Vanities provide valuable storage space but make sinks inaccessible to someone in a wheelchair. Wall-mounted sinks, which sell for as little as $40, are the preferred alternative. One consequence of this modification is exposed pipes, which should be insulated or covered in some way to prevent burnt knees.
It's no more expensive to install a hand-held shower head than any other type, costing as little as $17. A hand-held sprayer can be mounted to the regular shower fixture, or on a rod that lets the user adjust the height and lock it in place. The rod arrangement lets anyone use the shower and is convenient for standing or sitting.
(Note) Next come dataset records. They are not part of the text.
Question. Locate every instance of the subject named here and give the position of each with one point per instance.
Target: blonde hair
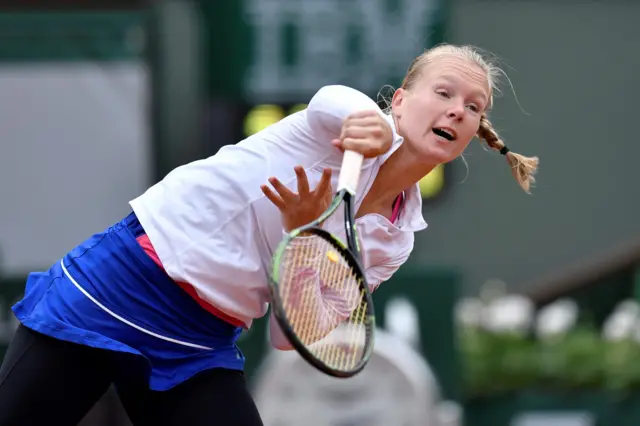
(523, 168)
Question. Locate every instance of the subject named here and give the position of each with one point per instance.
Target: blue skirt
(108, 293)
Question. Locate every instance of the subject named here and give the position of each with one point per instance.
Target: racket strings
(324, 301)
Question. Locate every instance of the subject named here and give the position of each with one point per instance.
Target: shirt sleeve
(332, 104)
(382, 272)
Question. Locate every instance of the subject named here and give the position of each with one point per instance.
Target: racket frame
(350, 252)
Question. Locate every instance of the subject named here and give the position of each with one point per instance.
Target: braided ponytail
(523, 168)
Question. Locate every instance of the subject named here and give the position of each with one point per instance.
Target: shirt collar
(411, 218)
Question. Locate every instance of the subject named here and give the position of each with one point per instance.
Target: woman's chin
(436, 154)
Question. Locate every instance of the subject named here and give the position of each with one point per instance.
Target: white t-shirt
(212, 226)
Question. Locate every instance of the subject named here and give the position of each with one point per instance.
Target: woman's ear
(397, 102)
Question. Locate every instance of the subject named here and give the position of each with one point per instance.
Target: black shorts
(49, 381)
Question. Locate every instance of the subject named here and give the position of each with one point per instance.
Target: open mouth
(447, 134)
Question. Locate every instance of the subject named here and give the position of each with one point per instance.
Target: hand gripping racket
(320, 296)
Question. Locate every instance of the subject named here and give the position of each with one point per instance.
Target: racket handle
(350, 171)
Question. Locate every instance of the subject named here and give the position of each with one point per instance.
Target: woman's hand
(366, 132)
(304, 207)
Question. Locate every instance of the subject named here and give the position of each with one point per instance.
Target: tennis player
(156, 302)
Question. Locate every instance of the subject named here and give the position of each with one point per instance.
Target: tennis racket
(320, 296)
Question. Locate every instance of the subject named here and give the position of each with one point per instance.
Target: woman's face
(440, 113)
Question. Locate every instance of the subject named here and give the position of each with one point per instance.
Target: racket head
(330, 321)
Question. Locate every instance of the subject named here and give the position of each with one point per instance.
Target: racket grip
(350, 171)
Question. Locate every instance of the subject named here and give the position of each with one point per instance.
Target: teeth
(444, 133)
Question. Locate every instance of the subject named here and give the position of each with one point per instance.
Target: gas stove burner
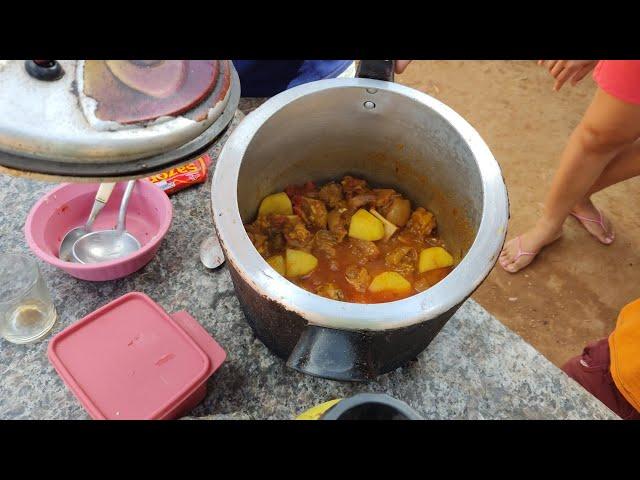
(127, 92)
(113, 118)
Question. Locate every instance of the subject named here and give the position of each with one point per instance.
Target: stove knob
(47, 70)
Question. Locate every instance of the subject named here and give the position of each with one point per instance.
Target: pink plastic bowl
(148, 218)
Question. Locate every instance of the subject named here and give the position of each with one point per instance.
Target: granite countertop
(475, 368)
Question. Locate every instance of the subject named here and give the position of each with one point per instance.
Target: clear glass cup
(27, 312)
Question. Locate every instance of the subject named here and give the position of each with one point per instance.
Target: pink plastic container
(130, 360)
(67, 206)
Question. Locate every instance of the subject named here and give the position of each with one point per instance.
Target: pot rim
(445, 295)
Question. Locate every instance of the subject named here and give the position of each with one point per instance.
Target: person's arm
(563, 70)
(401, 65)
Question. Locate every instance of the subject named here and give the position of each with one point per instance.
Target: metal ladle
(106, 245)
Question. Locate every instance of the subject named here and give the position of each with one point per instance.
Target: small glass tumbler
(27, 312)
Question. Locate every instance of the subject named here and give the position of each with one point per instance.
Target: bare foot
(520, 251)
(594, 222)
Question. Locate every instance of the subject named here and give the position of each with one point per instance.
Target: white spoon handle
(102, 197)
(123, 206)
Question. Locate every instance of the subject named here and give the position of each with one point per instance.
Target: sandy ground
(573, 291)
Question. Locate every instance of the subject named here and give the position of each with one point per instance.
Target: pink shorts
(619, 78)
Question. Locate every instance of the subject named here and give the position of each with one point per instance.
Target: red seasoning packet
(179, 178)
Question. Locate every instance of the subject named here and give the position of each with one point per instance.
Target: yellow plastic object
(278, 203)
(390, 282)
(389, 228)
(365, 226)
(434, 258)
(316, 412)
(277, 262)
(299, 263)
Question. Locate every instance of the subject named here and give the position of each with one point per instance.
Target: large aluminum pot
(392, 135)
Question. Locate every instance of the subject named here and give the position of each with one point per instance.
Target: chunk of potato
(433, 258)
(390, 282)
(389, 228)
(299, 263)
(277, 262)
(278, 203)
(365, 226)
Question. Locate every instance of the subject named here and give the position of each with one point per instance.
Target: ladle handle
(123, 206)
(102, 197)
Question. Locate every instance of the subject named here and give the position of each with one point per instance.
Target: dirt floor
(573, 291)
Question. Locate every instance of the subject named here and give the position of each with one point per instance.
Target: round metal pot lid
(111, 118)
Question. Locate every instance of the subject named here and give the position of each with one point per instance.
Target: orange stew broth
(347, 255)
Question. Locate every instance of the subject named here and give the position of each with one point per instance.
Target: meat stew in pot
(350, 242)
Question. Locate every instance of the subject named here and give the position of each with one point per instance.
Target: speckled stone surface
(475, 368)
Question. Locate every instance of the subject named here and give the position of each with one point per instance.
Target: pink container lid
(130, 360)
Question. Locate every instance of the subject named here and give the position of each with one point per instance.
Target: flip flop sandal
(521, 253)
(600, 222)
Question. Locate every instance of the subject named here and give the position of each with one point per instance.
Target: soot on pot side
(350, 242)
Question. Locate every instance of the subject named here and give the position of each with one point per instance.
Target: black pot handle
(334, 354)
(377, 69)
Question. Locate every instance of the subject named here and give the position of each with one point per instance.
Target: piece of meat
(266, 233)
(330, 290)
(338, 221)
(312, 212)
(363, 250)
(361, 200)
(421, 223)
(353, 186)
(384, 197)
(297, 236)
(308, 189)
(402, 260)
(331, 194)
(358, 277)
(324, 244)
(398, 211)
(428, 279)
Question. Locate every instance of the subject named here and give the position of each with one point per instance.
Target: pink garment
(619, 78)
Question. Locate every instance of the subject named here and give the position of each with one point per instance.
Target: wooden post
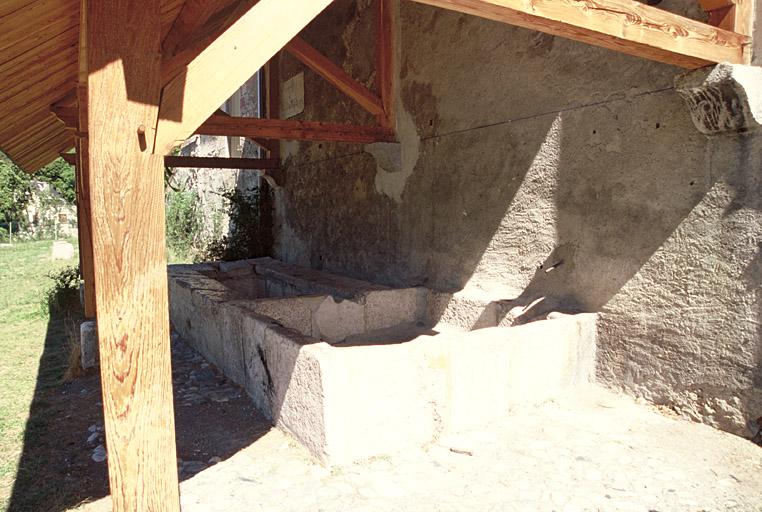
(127, 198)
(82, 167)
(84, 226)
(272, 97)
(385, 60)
One of the biggest bathroom makeover expenses for aging in place is replacing a bathtub with a walk-in shower. A barrier-free shower should feature a slightly sloped floor, so the water runs into the drain and not all over. Plan on adding a removable bench that can be called into service or stored away when not in use. Glass doors may be attractive but are maintenance nightmares and might interfere with an aide hired to help the bather; a shower curtain is a better option. The cost of replacing a tub (after it's been ripped out) with a walk-in shower kit might run $2,000 to $4,000.
Large porcelain or marble tiles in the bath may be stylish, but they're slippery when wet. The more friction there is on the floor — that is, the smaller the tiles and the greater the number of grout lines — the safer the floor will be. Replacing a bathroom floor is a high aging-in-place priority even if all other fixtures remain. Fortunately, ceramic tiles are relatively inexpensive, and someone who is handy and willing to remove the old tile could probably retile a floor in one weekend.
Some experts recommend installing induction cooktops in kitchens used by seniors. Induction heat keeps the stovetop cool and minimizes the chances anyone will be burned. It also prevents boil-overs, because the electromagnetic field shuts off automatically after a pre-set time, or when the contents of a pot have evaporated. A cheaper alternative is a stove guard ($380) that shuts off the stove after a set time has elapsed if there's no activity in the area.
Retrofitting cabinets is a kitchen modification that helps seniors but is also considered an all-purpose upgrade. One easy project is removing lower cabinet shelves and installing pullouts that bring items in the back within reach. Individual slide-out shelves are not expensive ($75 to $150 at Costco, including hardware). The second part of the job calls for replacing cabinet door knobs with handles that are easier for arthritic fingers to hold.
Depth perception and the ability to distinguish between objects of similar color diminish with age. A neutral or all-white kitchen may be a hazard for an elderly person who cannot tell the difference between the countertop and the edge. A cheap fix is to run colored duct tape along the edges. If a remodel is planned, choose a counter with a different colored edge or in a color that contrasts with the floor, walls, and cabinets.
Perhaps the greatest barrier to aging in place is living in a house with stairs. They offer built-in exercise for a while, but as years increase and mobility decreases, they may become difficult or impossible to navigate. If the house entrance does not have stairs, it may be possible to relocate a bedroom to the first floor and resolve the issue with minimal expense. Alternatively, adding a chair lift to a staircase could cost from about $1,000 for a straight set of stairs with DIY installation to as much as $15,000 if there are turns and landings.